Software profiles social interactions between mice

A computerized video analysis tool can simultaneously track two mice and catalog their social interactions. The results were published 4 March Nature Methods.

By Jessica Wright
11 April 2012 | 3 min read
This article is more than five years old.
Neuroscience—and science in general—is constantly evolving, so older articles may contain information or theories that have been reevaluated since their original publication date.

Institut Pasteur, University of Paris-Orsay and CNRS Side step: A new software tool can detect when mice interact, what direction they are facing and which mouse initiated the contact.

A computerized video analysis tool can simultaneously track two mice and catalog their social interactions. The results were published 4 March Nature Methods1.

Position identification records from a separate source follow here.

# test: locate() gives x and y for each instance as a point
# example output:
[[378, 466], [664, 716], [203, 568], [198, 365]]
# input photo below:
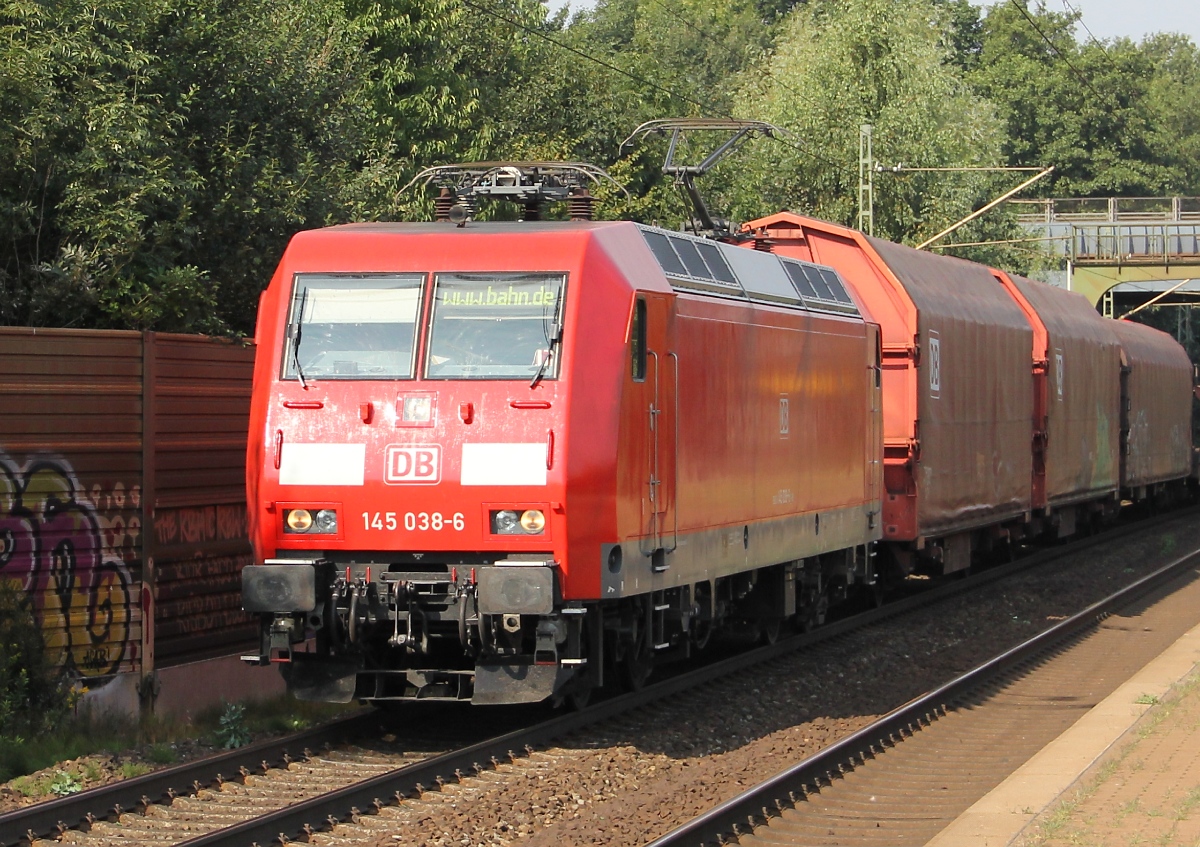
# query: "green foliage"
[[233, 731], [1101, 113], [156, 155], [162, 754], [160, 154], [65, 784], [34, 697], [845, 62]]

There are limitations to this assay, however. For one, researchers place the mouse in the cage, introducing confounding behaviors such as anxiety. Also, the mice do not freely interact, so the method only assays whether one mouse approaches the other caged mouse, rather than more complex interactions between the two.

In the new study, researchers developed a computer program that can simultaneously follow two mice and track their position, orientation, distance from each other and speed of movement. The researchers then programmed the software to identify a number of behavioral ‘events,’ which are made up of combinations of these measures.

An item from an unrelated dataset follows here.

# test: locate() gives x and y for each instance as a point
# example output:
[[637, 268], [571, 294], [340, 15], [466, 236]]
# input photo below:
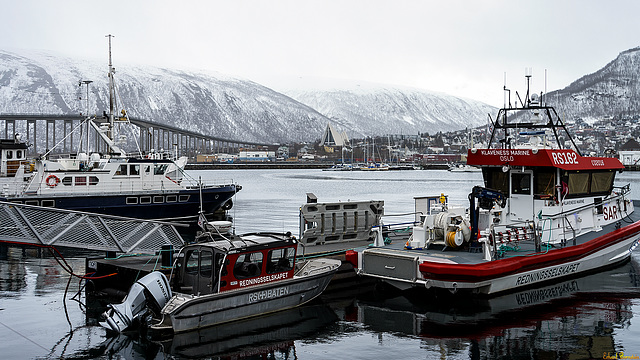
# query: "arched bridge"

The basic events describe contact between the two animals and the orientation of this contact, such as head-to-head or side-by-side. They also describe the animals’ relative positions when they are near each other (about three centimeters apart).

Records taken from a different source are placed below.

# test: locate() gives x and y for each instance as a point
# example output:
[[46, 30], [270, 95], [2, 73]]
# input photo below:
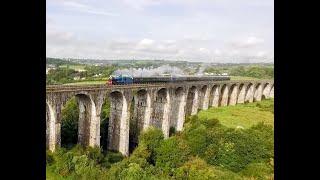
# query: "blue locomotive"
[[127, 79]]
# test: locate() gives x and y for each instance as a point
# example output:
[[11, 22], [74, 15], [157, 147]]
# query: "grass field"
[[242, 115], [75, 67]]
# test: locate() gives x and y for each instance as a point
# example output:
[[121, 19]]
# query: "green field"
[[242, 115], [74, 67]]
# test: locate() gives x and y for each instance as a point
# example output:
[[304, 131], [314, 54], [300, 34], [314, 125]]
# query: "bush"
[[151, 138], [171, 154], [258, 171], [49, 158]]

One of these events, which involves mice sitting close together but looking away from each other, is a newly identified behavior, the researchers say.

The software is also able to identify dynamic events, which the researchers break down into three categories. First-order events describe movement: whether the distance between the two mice decreases or increases and which mouse initiates the change. Second-order events include a first-order movement followed by a description of ensuing contact; and third-order events also include any event that follows contact, such as the mouse that’s being approached fleeing from the interaction.

By identifying these events, the researchers can create complex behavioral sequences that chart each mouse’s choices in response to the other’s behavior.

To test the software, the researchers looked at a mouse from a strain, C57BL/6J, that’s known to be social interacting with a mouse that has a mutation in a nicotinic receptor, which regulates neuronal signals. The technique found several behavioral differences between the two strains.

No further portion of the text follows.